Springer für Professionals: Warum tun sich die Manager mit der neuen digitalen Welt so schwer?

Felix Stöckle: Viele Unternehmen sind große Tanker. Für diese Unternehmen bedeutet die Digitale Revolution eine der größten Veränderungen der letzten Jahrzehnte, wenn nicht sogar die größte Veränderung überhaupt. Ich mag zwar das Schlagwort ‚Digitale Revolution’ selber nicht mehr hören, aber das Ausmaß der notwendigen Transformation spricht am Ende für sich. Überall entstehen neue Möglichkeiten und Kanäle, um mit Kunden zu interagieren und Wachstum zu erzielen. Das alles geschieht in einer Geschwindigkeit, die viele Manager überfordert. Gleichzeitig sind die Konsequenzen für die Unternehmensorganisationen und die Menschen in diesen Unternehmen gewaltig. Geschäftsmodelle sowie alle internen Abläufe müssen neu definiert werden und große Investitionen getätigt werden. Vor allem: Die Führungskräfte müssen die Mitarbeiter mitnehmen, den Weg der notwendigen Veränderung zu gehen. Aber Veränderungen dieses Ausmaßes machen den Menschen Angst. Viele Mitarbeiter zweifeln, ob sie in der neuen Welt mithalten können und bangen um ihren Arbeitsplatz.

Wie wird die digitale Revolution „Industrie 4.0“ traditionelle Geschäftsmodelle verändern?
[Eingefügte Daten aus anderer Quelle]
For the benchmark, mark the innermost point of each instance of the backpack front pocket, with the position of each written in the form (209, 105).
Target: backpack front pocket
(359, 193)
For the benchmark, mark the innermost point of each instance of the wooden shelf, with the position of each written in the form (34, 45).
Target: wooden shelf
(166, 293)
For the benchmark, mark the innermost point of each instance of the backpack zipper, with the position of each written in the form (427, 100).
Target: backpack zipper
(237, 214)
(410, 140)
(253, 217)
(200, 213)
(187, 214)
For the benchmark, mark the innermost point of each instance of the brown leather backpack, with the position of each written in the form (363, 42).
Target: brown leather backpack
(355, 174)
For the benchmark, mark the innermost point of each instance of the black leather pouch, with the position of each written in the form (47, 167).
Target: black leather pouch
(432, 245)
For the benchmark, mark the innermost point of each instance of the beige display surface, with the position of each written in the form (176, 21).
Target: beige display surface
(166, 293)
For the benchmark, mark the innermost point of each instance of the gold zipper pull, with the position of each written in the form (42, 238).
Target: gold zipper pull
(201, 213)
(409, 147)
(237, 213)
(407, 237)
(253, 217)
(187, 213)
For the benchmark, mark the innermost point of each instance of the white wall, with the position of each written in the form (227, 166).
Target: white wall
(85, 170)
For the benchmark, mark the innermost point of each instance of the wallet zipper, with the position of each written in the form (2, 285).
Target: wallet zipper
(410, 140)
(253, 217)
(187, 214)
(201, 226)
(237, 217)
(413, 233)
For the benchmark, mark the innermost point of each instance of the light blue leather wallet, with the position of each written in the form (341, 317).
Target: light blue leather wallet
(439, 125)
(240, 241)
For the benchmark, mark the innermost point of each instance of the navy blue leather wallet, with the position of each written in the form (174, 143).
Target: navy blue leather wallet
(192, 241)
Viele Manager dachten lange, dass es im Rahmen der Digitalisierung eher um neue Kommunikationskanäle wie Social Media geht. Aber das ist viel zu kurz gesprungen. Die Digitale Revolution hat zunehmend Einfluss auf die Geschäftsmodelle fast ausnahmslos aller Unternehmen und die gesamte Art und Weise, wie sie konkret ihr Geschäft betreiben. Den zum Teil dramatischen Veränderungen sind bereits viele einst erfolgreiche Unternehmen wie Kodak und Polaroid oder Quelle und Neckermann zum Opfer gefallen. Selbst Technologieriesen wie Sony und Nokia oder HP und Dell straucheln. Denn mit den sich bietenden neuen digitalen Möglichkeiten verändern sich auch Kundenbedürfnisse, -verhalten und -interaktion.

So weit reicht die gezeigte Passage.